Frangie snaps a salute that the captain refuses to return. She has no choice but to hold the pose until Kirkland says, “Wait outside, Marr.”
She does an about-face and flees the room. Outside in the humid night air she gasps for breath, doubled over, hands on her knees. She is shaking, shaking worse than she did in the live-fire exercise.
After a few minutes a seething Sergeant Kirkland arrives.
“I’m sorry, Sarge,” Frangie says.
“Shut up, Marr,” he snaps. Then, regaining his composure, says, “It’s not your fault that Cajun cracker bastard . . .”

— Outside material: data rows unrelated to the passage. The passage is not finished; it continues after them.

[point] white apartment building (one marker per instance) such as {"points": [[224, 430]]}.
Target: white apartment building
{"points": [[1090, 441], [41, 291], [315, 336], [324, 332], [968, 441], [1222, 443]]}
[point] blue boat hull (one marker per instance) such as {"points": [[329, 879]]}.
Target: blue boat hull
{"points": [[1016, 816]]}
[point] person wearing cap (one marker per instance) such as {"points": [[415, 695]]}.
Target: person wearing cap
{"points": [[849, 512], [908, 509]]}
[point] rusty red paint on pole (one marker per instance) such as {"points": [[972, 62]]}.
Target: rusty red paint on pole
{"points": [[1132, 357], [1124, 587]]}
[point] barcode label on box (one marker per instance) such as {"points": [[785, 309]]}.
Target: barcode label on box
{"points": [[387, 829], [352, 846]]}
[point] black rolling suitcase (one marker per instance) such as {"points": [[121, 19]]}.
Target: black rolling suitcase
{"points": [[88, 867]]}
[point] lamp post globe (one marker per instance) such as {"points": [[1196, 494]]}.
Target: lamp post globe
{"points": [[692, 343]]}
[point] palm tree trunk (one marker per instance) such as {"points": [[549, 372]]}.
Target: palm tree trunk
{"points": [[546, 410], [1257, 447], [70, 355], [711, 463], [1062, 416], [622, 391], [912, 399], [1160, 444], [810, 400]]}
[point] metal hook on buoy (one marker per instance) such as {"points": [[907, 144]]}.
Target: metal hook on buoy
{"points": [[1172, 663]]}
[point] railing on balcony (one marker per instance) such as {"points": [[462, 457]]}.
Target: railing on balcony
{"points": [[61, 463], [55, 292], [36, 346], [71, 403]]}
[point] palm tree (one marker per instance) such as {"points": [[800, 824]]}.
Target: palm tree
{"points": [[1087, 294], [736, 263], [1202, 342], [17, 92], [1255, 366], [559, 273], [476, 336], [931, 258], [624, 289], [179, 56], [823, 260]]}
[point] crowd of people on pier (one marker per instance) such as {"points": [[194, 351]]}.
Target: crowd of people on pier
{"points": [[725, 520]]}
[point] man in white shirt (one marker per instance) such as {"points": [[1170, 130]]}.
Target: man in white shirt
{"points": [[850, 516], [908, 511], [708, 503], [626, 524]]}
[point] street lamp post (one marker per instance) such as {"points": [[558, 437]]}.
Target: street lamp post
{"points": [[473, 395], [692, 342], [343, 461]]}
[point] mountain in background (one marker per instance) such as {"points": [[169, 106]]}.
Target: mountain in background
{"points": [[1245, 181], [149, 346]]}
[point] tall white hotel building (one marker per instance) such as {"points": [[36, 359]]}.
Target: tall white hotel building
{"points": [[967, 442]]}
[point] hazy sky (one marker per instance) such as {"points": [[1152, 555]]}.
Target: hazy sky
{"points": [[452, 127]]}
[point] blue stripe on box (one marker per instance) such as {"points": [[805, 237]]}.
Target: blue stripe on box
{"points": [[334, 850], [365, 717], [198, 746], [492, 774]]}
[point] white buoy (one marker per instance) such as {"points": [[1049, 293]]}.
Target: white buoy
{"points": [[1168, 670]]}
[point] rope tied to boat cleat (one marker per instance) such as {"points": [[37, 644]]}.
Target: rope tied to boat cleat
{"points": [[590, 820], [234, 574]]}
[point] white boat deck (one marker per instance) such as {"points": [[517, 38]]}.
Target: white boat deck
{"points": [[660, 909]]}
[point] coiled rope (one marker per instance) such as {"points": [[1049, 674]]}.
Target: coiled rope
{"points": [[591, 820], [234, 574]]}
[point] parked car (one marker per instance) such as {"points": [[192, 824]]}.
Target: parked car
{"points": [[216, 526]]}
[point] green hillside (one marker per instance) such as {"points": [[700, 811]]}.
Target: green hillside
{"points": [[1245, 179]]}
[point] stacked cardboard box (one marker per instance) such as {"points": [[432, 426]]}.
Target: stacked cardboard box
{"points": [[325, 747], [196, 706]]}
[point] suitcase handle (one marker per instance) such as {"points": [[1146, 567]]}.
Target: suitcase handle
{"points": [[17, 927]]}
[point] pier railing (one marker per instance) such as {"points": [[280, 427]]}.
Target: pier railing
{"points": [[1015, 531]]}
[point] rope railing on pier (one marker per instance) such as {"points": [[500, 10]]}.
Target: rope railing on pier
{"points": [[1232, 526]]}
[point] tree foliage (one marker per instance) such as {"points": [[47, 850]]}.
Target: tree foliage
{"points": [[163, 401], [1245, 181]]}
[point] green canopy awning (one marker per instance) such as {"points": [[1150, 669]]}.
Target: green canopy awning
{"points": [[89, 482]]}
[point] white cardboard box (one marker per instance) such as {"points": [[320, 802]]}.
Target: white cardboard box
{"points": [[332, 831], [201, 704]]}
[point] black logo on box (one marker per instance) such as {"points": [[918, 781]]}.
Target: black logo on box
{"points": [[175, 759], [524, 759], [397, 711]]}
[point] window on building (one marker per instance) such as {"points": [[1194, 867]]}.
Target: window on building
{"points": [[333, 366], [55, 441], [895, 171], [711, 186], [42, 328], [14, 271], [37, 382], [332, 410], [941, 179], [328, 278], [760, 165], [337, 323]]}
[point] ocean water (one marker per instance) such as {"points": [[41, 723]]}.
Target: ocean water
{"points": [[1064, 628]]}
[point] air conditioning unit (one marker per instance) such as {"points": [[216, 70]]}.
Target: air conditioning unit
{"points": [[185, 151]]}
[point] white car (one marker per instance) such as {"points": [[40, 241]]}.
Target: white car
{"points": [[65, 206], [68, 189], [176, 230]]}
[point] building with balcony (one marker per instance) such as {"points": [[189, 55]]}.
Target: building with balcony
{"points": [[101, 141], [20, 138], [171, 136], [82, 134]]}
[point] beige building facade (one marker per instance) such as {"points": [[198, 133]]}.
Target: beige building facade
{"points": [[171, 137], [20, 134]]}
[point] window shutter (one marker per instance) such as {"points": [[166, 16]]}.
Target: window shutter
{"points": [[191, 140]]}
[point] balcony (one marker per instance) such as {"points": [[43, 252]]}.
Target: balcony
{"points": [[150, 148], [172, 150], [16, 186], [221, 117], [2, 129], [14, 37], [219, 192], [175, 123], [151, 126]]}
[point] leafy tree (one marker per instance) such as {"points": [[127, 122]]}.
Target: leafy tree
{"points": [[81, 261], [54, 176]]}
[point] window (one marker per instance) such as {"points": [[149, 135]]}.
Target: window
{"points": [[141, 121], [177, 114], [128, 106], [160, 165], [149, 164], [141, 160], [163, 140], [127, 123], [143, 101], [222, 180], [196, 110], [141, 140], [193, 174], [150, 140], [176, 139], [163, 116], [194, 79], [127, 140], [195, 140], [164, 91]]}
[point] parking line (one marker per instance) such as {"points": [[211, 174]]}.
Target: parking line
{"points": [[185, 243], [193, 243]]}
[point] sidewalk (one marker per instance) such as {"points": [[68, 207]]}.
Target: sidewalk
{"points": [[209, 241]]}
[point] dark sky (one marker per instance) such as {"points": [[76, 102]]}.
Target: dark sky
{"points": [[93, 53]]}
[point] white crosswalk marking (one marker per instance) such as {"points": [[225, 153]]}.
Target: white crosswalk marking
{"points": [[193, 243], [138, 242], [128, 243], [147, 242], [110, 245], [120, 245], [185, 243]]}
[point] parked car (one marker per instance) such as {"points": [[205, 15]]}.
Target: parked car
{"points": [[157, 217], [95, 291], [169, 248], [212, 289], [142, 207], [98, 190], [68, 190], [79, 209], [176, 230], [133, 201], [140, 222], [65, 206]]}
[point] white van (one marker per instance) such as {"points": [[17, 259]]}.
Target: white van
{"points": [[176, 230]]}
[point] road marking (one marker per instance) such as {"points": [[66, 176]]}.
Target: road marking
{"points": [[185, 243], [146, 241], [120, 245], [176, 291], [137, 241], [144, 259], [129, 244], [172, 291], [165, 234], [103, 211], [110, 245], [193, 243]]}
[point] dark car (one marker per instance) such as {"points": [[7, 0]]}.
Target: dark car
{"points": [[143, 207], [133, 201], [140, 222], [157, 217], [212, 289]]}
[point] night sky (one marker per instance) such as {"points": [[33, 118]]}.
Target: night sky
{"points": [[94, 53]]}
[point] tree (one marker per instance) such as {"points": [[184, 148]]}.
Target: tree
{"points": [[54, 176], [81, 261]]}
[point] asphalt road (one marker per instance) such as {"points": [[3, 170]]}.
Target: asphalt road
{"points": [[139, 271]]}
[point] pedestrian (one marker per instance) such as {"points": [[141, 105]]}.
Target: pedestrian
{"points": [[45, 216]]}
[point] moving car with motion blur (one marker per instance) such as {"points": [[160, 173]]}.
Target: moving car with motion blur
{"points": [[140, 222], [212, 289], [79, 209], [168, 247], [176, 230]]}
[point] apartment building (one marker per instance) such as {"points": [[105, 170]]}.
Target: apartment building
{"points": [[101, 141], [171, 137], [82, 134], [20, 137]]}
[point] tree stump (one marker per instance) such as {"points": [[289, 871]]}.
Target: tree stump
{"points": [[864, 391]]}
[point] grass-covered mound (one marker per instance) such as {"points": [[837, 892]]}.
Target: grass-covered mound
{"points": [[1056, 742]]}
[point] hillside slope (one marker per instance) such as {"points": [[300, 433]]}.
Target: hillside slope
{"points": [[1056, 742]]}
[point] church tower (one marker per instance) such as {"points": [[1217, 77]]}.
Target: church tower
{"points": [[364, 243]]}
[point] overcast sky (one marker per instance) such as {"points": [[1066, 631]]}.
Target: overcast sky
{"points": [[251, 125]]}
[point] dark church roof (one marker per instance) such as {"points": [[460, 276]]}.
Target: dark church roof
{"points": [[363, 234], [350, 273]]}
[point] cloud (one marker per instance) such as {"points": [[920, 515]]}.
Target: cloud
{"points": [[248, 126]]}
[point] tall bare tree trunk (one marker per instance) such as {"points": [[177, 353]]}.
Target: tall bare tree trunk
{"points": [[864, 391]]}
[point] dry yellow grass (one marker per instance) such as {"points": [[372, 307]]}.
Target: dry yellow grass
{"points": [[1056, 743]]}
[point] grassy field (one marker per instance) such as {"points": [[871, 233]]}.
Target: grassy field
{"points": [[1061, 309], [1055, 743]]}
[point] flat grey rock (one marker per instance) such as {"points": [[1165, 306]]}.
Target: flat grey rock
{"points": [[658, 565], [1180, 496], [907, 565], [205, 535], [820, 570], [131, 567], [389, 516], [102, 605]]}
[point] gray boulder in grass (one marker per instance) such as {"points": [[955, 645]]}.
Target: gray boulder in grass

“You don’t have to stand up for me, Sarge; you’ll lose your stripes.”
“Fug my stripes, and I ain’t standing up for you, Marr. I’m standing up for the rest of the men. He’s not wrong that you don’t belong. No power on earth is ever going to make a soldier of you.”
Frangie, numb with disbelief, nods, then stops herself. She starts to say something but is overwhelmed by emotions that pull her in different directions. She would like nothing better than to be sent home as unfit for duty. But there is still the matter of her family’s finances. And, too, the captain has tapped a reservoir of rebellious anger deep within her.
“I’m getting you through basic; I have no choice now,” Kirkland says bitterly. “I’m getting you through this and hope to hell you don’t get sent anywhere there’s bullets flying.”